Ele passou por algumas reformas em sua história, sobretudo nos anos 1980, quando sofreu um incêndio. Foi Reinaldo de Oliveira, falecido em 2022, que liderou essa recuperação.
Em 2015, precisou ser fechado para atender a recomendações de segurança do Corpo de Bombeiros e medidas de acessibilidade do Ministério Público.
O Valdemar de Oliveira voltou a funcionar em 2018, quando Yeda Bezerra de Mello, Cristiana de Oliveira, Pedro Oliveira e Patrícia Lobo, descendentes do fundador, assumiram a direção do TAP e foram atrás de doações e parcerias para manter o espaço funcionando.
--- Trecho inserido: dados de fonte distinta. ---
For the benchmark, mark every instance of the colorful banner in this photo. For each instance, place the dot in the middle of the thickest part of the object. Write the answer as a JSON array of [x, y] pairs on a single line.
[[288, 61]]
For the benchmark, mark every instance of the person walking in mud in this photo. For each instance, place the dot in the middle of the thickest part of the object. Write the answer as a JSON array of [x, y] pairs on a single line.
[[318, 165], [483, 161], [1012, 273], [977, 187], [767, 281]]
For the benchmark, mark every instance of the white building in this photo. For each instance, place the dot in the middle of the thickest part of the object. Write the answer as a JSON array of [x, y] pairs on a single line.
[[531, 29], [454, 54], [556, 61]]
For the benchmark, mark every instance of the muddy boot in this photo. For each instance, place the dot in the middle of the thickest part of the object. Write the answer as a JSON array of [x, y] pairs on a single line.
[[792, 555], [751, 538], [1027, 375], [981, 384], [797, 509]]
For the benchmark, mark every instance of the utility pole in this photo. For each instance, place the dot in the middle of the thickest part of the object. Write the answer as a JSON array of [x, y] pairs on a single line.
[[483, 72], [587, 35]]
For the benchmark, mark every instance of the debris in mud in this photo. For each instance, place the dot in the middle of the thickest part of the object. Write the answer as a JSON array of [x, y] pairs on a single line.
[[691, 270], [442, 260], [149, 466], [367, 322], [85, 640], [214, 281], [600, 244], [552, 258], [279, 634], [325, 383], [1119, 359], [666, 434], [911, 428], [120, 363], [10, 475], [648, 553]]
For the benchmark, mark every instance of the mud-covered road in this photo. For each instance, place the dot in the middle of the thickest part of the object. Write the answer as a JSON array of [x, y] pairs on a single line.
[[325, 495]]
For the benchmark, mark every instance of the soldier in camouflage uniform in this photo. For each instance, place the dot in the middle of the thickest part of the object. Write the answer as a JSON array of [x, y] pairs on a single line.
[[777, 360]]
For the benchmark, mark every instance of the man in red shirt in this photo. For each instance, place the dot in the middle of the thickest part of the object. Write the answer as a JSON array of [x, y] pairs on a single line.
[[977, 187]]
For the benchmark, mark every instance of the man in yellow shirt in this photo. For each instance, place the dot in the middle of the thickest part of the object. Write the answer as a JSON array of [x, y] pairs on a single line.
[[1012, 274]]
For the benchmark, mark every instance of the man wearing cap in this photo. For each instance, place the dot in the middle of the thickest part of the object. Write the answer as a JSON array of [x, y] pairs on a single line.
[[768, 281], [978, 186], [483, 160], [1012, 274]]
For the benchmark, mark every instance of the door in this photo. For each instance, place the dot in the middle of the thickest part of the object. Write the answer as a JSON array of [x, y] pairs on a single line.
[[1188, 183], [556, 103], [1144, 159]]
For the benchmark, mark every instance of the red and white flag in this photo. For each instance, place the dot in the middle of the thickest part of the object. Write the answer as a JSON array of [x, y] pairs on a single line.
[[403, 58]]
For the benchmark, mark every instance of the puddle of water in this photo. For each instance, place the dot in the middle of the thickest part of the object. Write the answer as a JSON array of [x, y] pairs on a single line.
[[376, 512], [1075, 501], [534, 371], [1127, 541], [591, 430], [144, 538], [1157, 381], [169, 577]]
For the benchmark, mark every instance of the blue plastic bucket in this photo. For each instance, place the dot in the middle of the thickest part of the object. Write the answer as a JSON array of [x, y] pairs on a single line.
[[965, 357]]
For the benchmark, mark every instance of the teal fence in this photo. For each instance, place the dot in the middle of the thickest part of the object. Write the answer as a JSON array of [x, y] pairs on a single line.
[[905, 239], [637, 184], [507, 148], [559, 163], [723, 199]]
Essa foi a mesma estratégia foi usada por Reinaldo de Oliveira para reconstruir o teatro nos anos 1980. Foi realizada a campanha "Dê a Mão ao TAP", além de espetáculos como "Bibi em Casa de Ferreira" para angariar fundos.
Abandono
O teatro já vinha mal das pernas antes da pandemia, mas sofreu um rápido processo de degradação nos últimos quatro anos. A imprensa já vem relatando o processo de destruição do prédio, que foi invadido por vândalos - sendo utilizado, inclusive, como moradia. Apesar disso, o poder público não entrou em cena.
A Fundação do Patrimônio Histórico e Artístico de Pernambuco (Fundarpe) publicou no Diário Oficial do dia 22 de setembro uma nota formalizando a abertura do processo de tombamento do teatro.
Contudo, a diretoria do TAP já informou que "não tem interesse no tombamento nesse momento de busca de alternativas". Em nota, afirmaram que "o processo implica um ônus burocrático que pode prejudicar as tratativas em curso e retardar a almejada recuperação e reabertura do Teatro Valdemar de Oliveira".
A Fundarpe deu suporte na transferência do piano, que estava se deteriorando no equipamento cultural, para o Conservatório Pernambucano de Música.
De acordo com informações de bastidores, a Prefeitura do Recife informou aos familiares que já cuida de diversos equipamentos culturais e não conseguiria abarcar mais um.